Comment protéger son portefeuille ?
- Diversification : répartir entre actions, obligations, immobilier et cash — les actifs ne chutent pas tous ensemble.
- Allocation d’actifs adaptée : ajuster la part d’actifs risqués à votre horizon de placement et votre profil de risque.
- Épargne de précaution : garder 3 à 6 mois de dépenses en liquidités pour ne pas être forcé de vendre au pire moment.
- DCA discipliné : continuer à investir régulièrement pendant le krach — c’est là que les prix d’entrée sont les meilleurs.
- Ne pas céder à la panique : les décisions émotionnelles sont le premier destructeur de rendement à long terme.
L’essentiel à retenir
- Un krach est une chute de 20 %+ des marchés en quelques jours ou semaines.
- Les krachs sont inévitables mais historiquement suivis de reprises complètes.
- Causes récurrentes : bulles, chocs externes, resserrement monétaire, levier excessif.
- La diversification et le DCA sont les meilleures protections pour l’investisseur long terme.
- Vendre dans la panique est statistiquement la pire décision financière possible.
Questions fréquentes
Qu’est-ce qu’un krach boursier ?
Un krach boursier est une chute brutale et rapide des cours, généralement de 20 % ou plus en quelques jours à semaines. Il se caractérise par une panique généralisée et des volumes de vente exceptionnels.
Quelle est la différence entre un krach et une correction ?
Une correction est une baisse de 10 à 20 % qui se produit régulièrement (tous les 1-2 ans) et fait partie du fonctionnement normal des marchés. Un krach dépasse 20 %, survient très rapidement et s’accompagne d’une panique des investisseurs.
Faut-il vendre pendant un krach ?
Statistiquement, non. Les investisseurs qui vendent pendant un krach cristallisent leurs pertes et ratent souvent la reprise. Historiquement, les marchés ont toujours récupéré après un krach, souvent en 1 à 3 ans pour les krachs classiques.
Comment investir pendant un krach ?
Le DCA (investissement régulier) est la stratégie la plus adaptée : vous achetez à prix réduit sans essayer de deviner le point bas. Assurez-vous d’avoir votre épargne de précaution intacte avant d’investir pendant un krach.

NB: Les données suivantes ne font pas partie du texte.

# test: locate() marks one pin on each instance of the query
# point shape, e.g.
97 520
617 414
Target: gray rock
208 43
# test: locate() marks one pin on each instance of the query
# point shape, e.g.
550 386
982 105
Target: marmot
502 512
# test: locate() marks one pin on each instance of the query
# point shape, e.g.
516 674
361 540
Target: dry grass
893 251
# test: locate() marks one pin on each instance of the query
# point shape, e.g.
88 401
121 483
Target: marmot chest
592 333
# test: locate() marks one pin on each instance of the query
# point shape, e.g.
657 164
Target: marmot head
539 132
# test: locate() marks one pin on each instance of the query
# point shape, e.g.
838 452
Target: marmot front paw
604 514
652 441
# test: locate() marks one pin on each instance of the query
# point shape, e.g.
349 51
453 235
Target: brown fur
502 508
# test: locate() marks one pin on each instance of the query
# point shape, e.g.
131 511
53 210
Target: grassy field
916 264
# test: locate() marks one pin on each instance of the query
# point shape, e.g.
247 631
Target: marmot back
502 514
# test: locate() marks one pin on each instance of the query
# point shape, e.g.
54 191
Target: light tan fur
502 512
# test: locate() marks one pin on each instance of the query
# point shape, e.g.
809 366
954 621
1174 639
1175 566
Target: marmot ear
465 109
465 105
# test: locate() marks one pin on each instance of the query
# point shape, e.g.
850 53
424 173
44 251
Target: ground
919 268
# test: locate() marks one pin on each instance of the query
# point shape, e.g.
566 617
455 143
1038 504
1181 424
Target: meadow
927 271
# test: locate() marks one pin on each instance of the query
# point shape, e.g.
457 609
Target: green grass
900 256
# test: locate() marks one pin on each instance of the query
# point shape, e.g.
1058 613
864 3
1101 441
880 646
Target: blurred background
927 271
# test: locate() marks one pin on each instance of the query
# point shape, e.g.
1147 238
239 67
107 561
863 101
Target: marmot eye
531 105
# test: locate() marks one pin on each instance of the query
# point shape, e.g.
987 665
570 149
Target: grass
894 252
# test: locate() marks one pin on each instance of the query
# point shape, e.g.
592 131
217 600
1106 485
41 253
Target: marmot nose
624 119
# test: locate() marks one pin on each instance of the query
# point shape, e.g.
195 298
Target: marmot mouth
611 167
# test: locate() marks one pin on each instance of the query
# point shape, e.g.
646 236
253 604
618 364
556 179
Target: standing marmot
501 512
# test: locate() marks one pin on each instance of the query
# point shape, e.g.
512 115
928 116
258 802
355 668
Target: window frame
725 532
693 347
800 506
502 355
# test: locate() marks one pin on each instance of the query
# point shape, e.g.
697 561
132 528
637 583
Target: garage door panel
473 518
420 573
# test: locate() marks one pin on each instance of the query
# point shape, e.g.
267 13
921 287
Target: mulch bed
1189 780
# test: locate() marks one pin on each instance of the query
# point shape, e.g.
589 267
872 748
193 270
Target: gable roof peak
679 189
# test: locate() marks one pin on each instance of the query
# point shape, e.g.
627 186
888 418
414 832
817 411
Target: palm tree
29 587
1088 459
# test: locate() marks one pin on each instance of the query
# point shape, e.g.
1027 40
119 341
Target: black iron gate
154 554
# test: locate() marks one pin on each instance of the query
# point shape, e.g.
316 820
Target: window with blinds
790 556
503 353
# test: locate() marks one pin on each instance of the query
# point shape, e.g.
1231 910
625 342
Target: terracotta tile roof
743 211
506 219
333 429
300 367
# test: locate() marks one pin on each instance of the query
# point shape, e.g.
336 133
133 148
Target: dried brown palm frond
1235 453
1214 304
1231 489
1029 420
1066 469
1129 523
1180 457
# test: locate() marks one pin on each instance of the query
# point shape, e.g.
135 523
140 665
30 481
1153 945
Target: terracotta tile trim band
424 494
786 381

Peut-on prévoir un krach boursier ?
Non, pas le timing exact. On peut identifier des signaux de risque (valorisations excessives, levier élevé, courbe des taux inversée) mais le déclencheur et le moment précis sont imprévisibles. C’est pourquoi la diversification permanente est préférable au market timing.
Les informations présentées sont fournies à titre éducatif et ne constituent pas un conseil en investissement. Les performances passées ne préjugent pas des performances futures.